Justino Brito aludiu, depois, à calçada com a forma ondulada do mar. «A nossa Marinha chama onda larga à onda do oceano. O mar português, o mar desconhecido como cantou Camões “por mares nunca dantes navegados”. Este é o mar largo representado no Rossio, em Lisboa», disse, lembrando que «a perspectiva do cidadão junto a esses exemplares varia consoante a posição, parecendo muitas vezes que o mar se mexe».

«A História não se repete»:
Um facto curioso, lembrou, é o de esta calçada do mar largo no Rossio ter sido feita por prisioneiros, por volta de 1850. «Vinham da prisão do Limoeiro, perto do castelo de São Jorge».

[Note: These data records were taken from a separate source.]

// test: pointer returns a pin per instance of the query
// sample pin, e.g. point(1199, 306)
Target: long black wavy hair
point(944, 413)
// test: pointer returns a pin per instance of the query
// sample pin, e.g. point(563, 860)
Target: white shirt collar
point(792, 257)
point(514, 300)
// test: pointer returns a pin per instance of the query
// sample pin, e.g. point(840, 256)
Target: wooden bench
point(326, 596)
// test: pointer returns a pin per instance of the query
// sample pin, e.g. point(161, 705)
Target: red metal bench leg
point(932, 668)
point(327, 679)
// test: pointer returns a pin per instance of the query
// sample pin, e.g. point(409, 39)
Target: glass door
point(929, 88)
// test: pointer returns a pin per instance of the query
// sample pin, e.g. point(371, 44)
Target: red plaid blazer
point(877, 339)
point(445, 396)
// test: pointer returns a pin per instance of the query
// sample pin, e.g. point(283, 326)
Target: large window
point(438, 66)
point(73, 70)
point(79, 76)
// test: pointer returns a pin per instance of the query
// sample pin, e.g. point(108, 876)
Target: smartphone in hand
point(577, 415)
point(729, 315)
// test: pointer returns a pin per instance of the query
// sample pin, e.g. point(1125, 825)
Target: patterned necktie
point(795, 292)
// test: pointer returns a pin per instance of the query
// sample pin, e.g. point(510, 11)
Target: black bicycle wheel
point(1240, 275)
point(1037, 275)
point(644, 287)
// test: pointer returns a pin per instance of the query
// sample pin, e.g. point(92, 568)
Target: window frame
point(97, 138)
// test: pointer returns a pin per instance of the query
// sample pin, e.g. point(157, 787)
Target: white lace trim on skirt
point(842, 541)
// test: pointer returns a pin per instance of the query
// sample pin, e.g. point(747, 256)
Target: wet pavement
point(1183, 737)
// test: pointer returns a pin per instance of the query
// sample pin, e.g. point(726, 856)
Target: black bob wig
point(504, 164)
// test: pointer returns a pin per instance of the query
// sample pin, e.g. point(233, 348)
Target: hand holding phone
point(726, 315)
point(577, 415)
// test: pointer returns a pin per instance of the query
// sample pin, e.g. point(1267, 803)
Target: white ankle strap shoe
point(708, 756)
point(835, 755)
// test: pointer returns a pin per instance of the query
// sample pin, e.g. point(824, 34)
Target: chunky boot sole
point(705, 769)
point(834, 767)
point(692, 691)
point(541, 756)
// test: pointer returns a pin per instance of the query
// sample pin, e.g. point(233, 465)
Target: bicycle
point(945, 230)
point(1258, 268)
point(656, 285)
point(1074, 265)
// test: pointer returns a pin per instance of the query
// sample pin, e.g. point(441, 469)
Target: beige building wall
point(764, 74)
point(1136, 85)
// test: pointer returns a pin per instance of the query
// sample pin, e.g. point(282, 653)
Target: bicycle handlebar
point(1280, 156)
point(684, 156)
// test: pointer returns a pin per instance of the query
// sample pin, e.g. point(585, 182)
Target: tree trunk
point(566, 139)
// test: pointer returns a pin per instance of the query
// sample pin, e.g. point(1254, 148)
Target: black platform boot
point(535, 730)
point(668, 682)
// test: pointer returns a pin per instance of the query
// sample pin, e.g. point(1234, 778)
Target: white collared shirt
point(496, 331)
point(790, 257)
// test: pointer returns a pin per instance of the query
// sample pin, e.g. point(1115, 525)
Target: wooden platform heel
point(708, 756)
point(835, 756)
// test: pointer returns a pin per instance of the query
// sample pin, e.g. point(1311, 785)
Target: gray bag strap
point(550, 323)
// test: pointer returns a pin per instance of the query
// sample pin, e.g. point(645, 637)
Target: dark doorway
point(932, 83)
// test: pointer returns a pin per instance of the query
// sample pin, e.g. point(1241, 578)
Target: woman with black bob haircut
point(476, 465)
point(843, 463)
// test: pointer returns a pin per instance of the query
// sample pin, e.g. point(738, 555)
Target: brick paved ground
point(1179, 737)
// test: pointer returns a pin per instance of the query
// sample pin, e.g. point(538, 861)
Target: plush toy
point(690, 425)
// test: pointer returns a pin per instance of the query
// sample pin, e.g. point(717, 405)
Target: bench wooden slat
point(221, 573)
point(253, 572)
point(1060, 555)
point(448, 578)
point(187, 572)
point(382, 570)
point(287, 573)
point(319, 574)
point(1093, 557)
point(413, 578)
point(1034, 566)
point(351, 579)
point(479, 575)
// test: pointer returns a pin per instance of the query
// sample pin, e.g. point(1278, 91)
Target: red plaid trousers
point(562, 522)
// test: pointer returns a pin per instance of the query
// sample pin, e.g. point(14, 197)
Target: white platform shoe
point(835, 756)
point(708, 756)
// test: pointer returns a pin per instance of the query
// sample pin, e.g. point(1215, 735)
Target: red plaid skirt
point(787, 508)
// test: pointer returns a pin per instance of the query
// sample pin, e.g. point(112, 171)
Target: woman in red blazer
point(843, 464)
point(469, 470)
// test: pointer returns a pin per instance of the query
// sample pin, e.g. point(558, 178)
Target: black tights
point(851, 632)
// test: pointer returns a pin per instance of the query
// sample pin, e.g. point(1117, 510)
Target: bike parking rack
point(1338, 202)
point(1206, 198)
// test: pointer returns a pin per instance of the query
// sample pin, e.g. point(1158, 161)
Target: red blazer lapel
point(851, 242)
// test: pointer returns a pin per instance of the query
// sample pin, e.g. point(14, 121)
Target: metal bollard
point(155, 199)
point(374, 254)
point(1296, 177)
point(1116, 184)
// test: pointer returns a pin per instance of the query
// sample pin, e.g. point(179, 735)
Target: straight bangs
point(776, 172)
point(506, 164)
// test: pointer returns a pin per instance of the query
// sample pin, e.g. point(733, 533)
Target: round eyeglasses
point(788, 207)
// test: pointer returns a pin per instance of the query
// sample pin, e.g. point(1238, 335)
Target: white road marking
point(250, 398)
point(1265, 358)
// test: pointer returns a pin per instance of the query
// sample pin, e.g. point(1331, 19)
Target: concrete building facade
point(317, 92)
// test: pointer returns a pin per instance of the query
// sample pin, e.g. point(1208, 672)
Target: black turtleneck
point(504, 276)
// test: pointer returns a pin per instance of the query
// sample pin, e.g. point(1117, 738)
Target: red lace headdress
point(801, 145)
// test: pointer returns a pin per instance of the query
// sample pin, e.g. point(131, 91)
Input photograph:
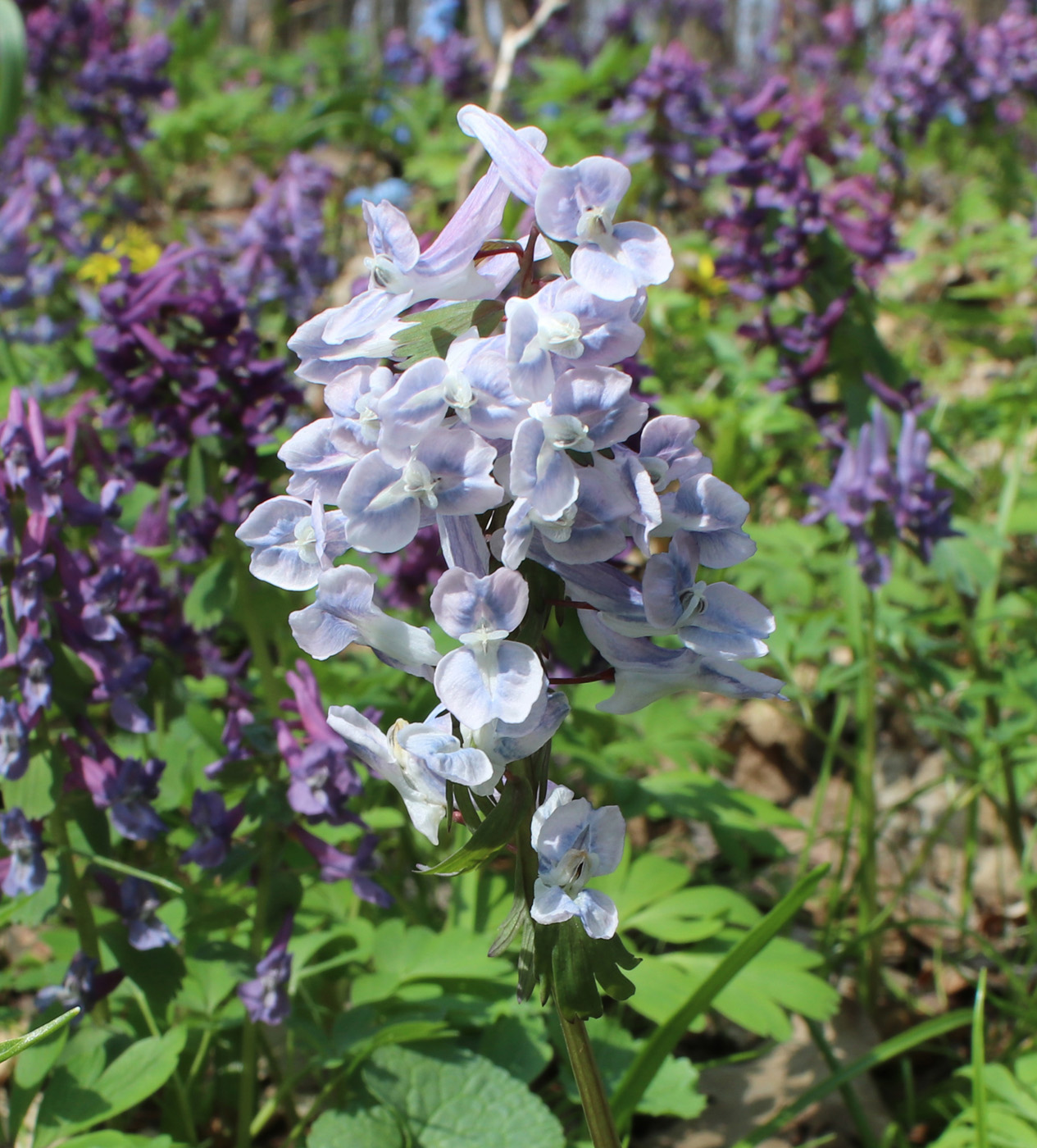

«Em 1900 a cidade do Rio de Janeiro pediu à câmara de Lisboa ajuda para fazer uma escola de calceteiros do outro lado do Atlântico. Foram 30 calceteiros de Lisboa, levaram pedra e repetiram a primeira calçada do mar largo de Lisboa no Rio de Janeiro, sendo actualmente um dos símbolos maiores daquela cidade brasileira», referiu.

E vincou «esta ideia de unir a cidade de Lisboa com a do Rio pelo mar que os portugueses descobriram, numa autêntica história poética. Muitos portugueses e brasileiros desconhecem este facto e isso é terrível».

Réplicas deste mar largo podem hoje ser contempladas na baía de Luanda (Angola), em Macau e na cidade de Alicante (Espanha).

Justino Brito recordou ainda muitas marcas deixadas na calçada portuguesa, a maioria visíveis na Avenida da Liberdade, onde as temáticas são nesta zona da cidade mais ornamentais do que românticas, ao contrário da baixa pombalina.

«Há coisas que não se repetem, sobretudo na história, e uma delas é a assinatura dos calceteiros, que faziam questão de vincar o seu trabalho com flores, estrelas e círculos, por exemplo», informou.

Por tudo isto, o especialista considerou fundamental a preservação da calçada ancorando-se no «legado que os nossos antepassados nos deixaram».

«A história não se repete e se não protegermos este pedaço de cultura então não terá valido a pena», rematou

Recorde-se que Justino Brito tem desenvolvido nos últimos anos vários trabalhos na área da calçada portuguesa sendo actualmente o presidente da direcção da Associação dos Artesãos da Região de Lisboa.